The difficulty is that the accuracy of these imputed prediction equations depends on the size of the reference database you have – that is, the number of animals that have been measured for the trait and genotyped with the SNP chip. While we would like to have around 30,000 animals within each breed genotyped, this is not possible so our alternative strategy is to build up as many animals as we can, accumulatively, across all the breeds.
This is not the only strategy which can be adopted but, as the Beef CRC represents all breeds, and also because we don't have enough data within any one breed yet to do the job, it is the strategy we are currently working on.
The purpose of prediction equations is to estimate the breeding values of individual animals, so that cattle breeders can select the ones that suit them best.
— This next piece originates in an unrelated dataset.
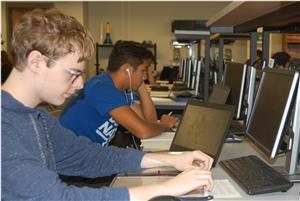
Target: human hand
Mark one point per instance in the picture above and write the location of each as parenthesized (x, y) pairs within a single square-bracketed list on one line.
[(169, 120), (186, 160), (189, 180)]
BREEDPLAN already performs this task for phenotypic measurements and pedigree information.
Cattle breeders don't want to have two different systems trying to do the same thing, so it is very important that the validated prediction equation gets incorporated with phenotypic and pedigree information in BREEDPLAN to deliver a single best EBV.
This will enable the cattle breeder to get the overall best estimate of the breeding value of his or her cattle.
Prediction equations will be derived from work we are currently doing with high density chips. We also have 1,300 DNA samples collected by breed associations that will be genotyped by June and used to validate some of the prediction equations derived from CRC cattle.
The CRC has dedicated much research into what determines the accuracy of prediction equations. We have developed prediction equations within a certain referenced dataset, where we have a number of animals that have been measured for the traits and genotypes.
Currently we are trying to demonstrate we can use this method to account for 15% of genetic variation between animals – which may not sound like a lot – but it will mean the accuracy of the EBV will be about 40%, which is at a level that is commercially useful.
Prediction equations are not a product the cattle breeders will "see" – rather they represent complex mathematics that will underpin more accurate EBVs.
Cattle producers can then access thee improved EBVs through BREEDPLAN.
Successfully validated prediction equations for carcase and meat quality traits, NFI and fertility will be transferred to BREEDPLAN and genomics companies in 2012."